A police officer who lost his left leg in a motorcycle accident in 2020 in back on the beat after getting a computerised prosthetic leg from the police service.
PC Shane Smith, 26, of Lady Hailes Avenue, San Fernando said the accident has opened many doors for him and hopes to be on a motorbike one day soon.
On March 26, 2020, shortly before 6 pm, Smith got into an accident while on duty. He had joined the service a few months earlier.
"I love my new life. No matter how life looks, this is a positive for me. A lot of the time, we pay attention to the situation and problem we are experiencing. But if we look beyond that and have that faith, we can overcome anything,” Smith told Sunday Newsday.
Despite losing a limb, the father of two manages to stay positive and inspires people.
Two months after the accident, in May 2020, security consultant Paul Daniel Nahous donated a new wheelchair at a ceremony held at the Police Administration Building in Port of Spain. Then CoP Gary Griffith had presented a letter of commendation and a plaque to a civilian, Kevon Neptune, for saving Smith’s life.
The police service later gave Smith the computerised prosthetic leg, which connects to his cellphone. It has features like memorising how he walks and evaluating different surfaces and speeds.
He works in the Southern Division, and is attached to the community policing unit. Children refer to him as Cyborg, a superhero cartoon character that is part human and machine.
Cyborg is one of the main characters in Marvel's Teen Titans Go.
“They would always ask for photos. They would not know about the prosthetic leg if I wore long pants. But they would always be amazed whenever I raised my pants and showed them it. When I am talking to them, they would be watching my foot and not my face,” Smith said.
“If I do not have to wear long pants, I won’t. I am with the community police in Mon Repos and use my experience to inspire the youths and people experiencing domestic violence and other struggles.”
Smith and another policeman, then assigned to the Traffic and Highway Patrol Unit, had just left Port of Spain and were heading along the Churchill Roosevelt Highway on their motorcycles to Aranguez base when tragedy stuck.
Smith skidded on some gravel and lost control near the Samaroo roundabout in El Socorro. The bike crashed into a lamppost and Smith was thrown in the air and landed on a damaged railing, which severed his left leg, from the knee.
Neptune who was driving a bus along the highway stopped to help. Neptune put Smith in the bus, and took him to the Eric Williams Medical Sciences Complex in Mt Hope.
Smith repeatedly thanked Neptune for saving his life. He recalled Neptune telling him to hold the leg, and, with his colleague, they headed to the hospital.
Smith said he remembered a woman seeing him holding his leg across his shoulder and began screaming hysterically at the hospital.
“The doctors asked if I wanted them to try to reattach it, and I did not want to take that chance. My knee was shattered. I told them to cut what they must,” Smith said.
Hours after the crash, his wife delivered their son in the same hospital.
“She came into the hospital in labour and prayed with me. My son’s middle name is Mercy because I survived. So while I was undergoing surgery on one end, she was having the baby on the other side,” Smith said.
“I rode a bike after the accident, but not for the service. I am planning to buy a bike. It was easy to adjust mentally because I had accepted that I lost a limb. It had difficult days with the changes, but I made the best of them.”

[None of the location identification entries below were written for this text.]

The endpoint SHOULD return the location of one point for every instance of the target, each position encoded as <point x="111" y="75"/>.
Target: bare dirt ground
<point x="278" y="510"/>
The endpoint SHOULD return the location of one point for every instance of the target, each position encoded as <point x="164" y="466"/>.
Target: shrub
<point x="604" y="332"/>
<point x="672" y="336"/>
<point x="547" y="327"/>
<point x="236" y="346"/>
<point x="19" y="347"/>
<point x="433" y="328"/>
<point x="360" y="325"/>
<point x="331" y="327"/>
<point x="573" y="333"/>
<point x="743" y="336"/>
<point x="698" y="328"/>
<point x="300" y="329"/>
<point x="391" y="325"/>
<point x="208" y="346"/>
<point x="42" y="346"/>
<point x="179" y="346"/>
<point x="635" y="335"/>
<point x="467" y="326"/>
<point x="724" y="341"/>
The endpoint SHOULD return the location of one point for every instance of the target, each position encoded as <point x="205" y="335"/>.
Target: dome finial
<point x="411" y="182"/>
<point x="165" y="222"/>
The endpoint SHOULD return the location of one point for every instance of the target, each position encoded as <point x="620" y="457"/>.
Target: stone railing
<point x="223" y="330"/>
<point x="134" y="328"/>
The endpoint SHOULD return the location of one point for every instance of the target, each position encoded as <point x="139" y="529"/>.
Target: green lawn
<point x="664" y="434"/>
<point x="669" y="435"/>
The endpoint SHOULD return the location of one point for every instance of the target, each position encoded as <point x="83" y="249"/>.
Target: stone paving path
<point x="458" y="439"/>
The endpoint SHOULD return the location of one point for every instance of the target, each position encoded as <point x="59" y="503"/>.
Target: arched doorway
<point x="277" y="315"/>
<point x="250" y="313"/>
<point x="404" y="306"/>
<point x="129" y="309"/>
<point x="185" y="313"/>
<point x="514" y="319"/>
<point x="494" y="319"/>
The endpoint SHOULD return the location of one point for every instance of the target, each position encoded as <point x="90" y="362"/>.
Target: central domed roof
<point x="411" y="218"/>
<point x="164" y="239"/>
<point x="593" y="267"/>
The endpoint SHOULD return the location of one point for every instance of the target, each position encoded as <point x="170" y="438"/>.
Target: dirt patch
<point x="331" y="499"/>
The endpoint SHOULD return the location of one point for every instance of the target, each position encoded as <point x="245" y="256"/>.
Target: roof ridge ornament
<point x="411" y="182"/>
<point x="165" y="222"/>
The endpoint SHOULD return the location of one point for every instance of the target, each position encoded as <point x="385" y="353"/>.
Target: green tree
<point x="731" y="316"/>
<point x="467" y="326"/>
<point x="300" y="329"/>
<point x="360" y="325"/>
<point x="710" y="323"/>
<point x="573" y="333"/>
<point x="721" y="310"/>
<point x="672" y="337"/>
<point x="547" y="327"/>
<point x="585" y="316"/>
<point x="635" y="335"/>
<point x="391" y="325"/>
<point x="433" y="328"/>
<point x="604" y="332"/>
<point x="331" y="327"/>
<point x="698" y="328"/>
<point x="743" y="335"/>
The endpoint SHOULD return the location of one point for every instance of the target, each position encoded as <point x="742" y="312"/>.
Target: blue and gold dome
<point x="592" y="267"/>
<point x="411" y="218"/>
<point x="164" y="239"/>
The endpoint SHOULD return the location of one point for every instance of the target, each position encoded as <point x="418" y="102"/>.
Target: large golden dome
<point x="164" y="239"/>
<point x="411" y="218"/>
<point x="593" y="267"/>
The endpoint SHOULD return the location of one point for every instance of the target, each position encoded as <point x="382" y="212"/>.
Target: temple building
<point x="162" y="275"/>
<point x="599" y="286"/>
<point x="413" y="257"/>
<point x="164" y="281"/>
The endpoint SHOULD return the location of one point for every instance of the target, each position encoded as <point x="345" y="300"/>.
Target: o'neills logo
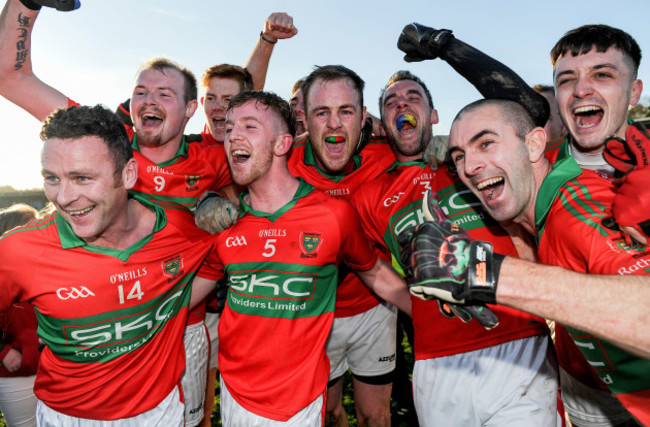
<point x="641" y="264"/>
<point x="309" y="244"/>
<point x="173" y="267"/>
<point x="191" y="182"/>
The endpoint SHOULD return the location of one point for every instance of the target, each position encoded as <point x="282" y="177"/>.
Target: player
<point x="281" y="260"/>
<point x="391" y="204"/>
<point x="109" y="276"/>
<point x="332" y="160"/>
<point x="499" y="154"/>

The avid churchgoer said he backslid, but some months ago, he got back on track.
His renewed faith has also resulted in him opening an online clothing store, aptly named (@bionicclothing_tt on Instagram. The logo is a picture of two legs, a prosthetic and a real one, accompanied by the Bible verse, “Walk by faith and not by sight,” taken from 2 Corinthians 5:7.
Smith grew up in Penal and was a national cricketer. He played with the Under-13, 15, 17 and 19 teams as a fast bowler.
He said one of the hardest part of having to wear a prosthetic is that he is unable to play the sport he loves. The accident took place during the pandemic, when there were restrictions on sporting activities.
“No one was playing cricket then. Even now, I try not to watch cricket because that is my only grievance: not being able to play. I played with people like Nicholas Pooran and Anderson Phillip,” he said.
Smith said he had a tough childhood and was the eldest of six siblings to his single mother, Portia Farrell, whom he credits for all her selfless efforts caring for the family.
“My mother is a superhero. Sometimes we did not have food, and she made sure we ate even if it meant she had to remain hungry. She is doing good now. She is employed, and she always has faith that I would overcome things and be in a good place.”